Showing posts with label Li-Young Lee. Show all posts
Showing posts with label Li-Young Lee. Show all posts

Sunday, May 11, 2008

The Sunday Salon: Housewarming

This isn't my first Sunday Salon, but it is the first one here on SmallWorld Reads. I decided I needed a separate space for my reading life, as the books were crowding out my regular blog. In my real life—although I think about, read about, and talk about books a lot—I really only read in the evenings after the kids are in bed. (Well, except for all the reading I do with the kids.) So this is my after-hours, evening space now, devoted entirely to reading and writing. I am slowly working on transferring my book reviews over here, but that will likely take awhile.

In the meantime, I finished Susan's Breen's The Fiction Class this week. I was pleasantly surprised by this book that I pulled off the library shelf without a recommendation. Here is my review.

I'm taking full advantage of Mother's Day today. I've already read a few chapters of John Grisham's The Appeal and taken a nap. When I woke up from my nap, I thought about Li-Young Lee's book of poetry, Rose.

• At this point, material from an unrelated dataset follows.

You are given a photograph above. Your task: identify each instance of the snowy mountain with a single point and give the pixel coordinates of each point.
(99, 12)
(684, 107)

I thought I remembered a poem he'd written about his mother. Of course I had to read the whole collection because you can't stop reading Li-Young Lee. The poem I was thinking about is called "Early in the Morning," in which Lee describes the ritual of his mother's hair pinning:

Early in the Morning

While the long grain is softening
in the water, gurgling
over a low stove flame, before
the salted Winter Vegetable is sliced
for breakfast, before the birds,
my mother glides an ivory comb
through her hair, heavy
and black as calligrapher's ink.

She sits at the foot of the bed.
My father watches, listens for
the music of comb
against hair.

My mother combs,
pulls her hair back
tight, rolls it
around two fingers, pins it
in a bun to the back of her head.
For half a hundred years she has done this.
My father likes to see it like this.
He says it is kempt.

But I know
it is because of the way
my mother's hair falls
when he pulls the pins out.
Easily, like the curtains
when they untie them in the evening.

-- Li-Young Lee, ©1986

I love this book, and while the relationship between Lee's mother and father does play prominently throughout, it is the memory of his father that graces nearly every poem, unifying the whole collection. I was first introduced to the poetry of Li-Young Lee in graduate school, and during my time in graduate school he did a reading at the university. I loved the way he read his poems, clearly, softly, lyrically, exactly like his written voice. His imagery is powerful, his language precise and beautiful. My favorite in Rose is called "From Blossoms." For me, growing up in orchards, this poem is the perfect expression of a joyful life:

From Blossoms

From blossoms comes
this brown paper bag of peaches
we bought from the boy
at the bend in the road where we turned toward
signs painted Peaches.

From laden boughs, from hands,
from sweet fellowship in the bins,
comes nectar at the roadside, succulent
peaches we devour, dusty skin and all,
comes the familiar dust of summer, dust we eat.

O, to take what we love inside,
to carry within us an orchard, to eat
not only the skin, but the shade,
not only the sugar, but the days, to hold
the fruit in our hands, adore it, then bite into
the round jubilance of peach.

There are days we live
as if death were nowhere
in the background; from joy
to joy to joy, from wing to wing,
from blossom to blossom to
impossible blossom, to sweet impossible blossom.

- Li-Young Lee ©1986

And so. I'm off for a short vacation to Colonial Williamsburg this week, which means a long car trip with Dr. H. driving, the kids watching DVDs, and me reading. I've got a good stack of books to bring with me: The Appeal (Grisham), Paula (Isabel Allende), Astrid and Veronika (Linda Olsson), Kitchen Confidential (Anthony Bourdain), Stop Dressing Your Six-Year-Old Like a Skank (Celia Rivenbark), Winter Wheat (M. Walker) and New Stories from the South: 2007. I'm so glad I don't get car sick!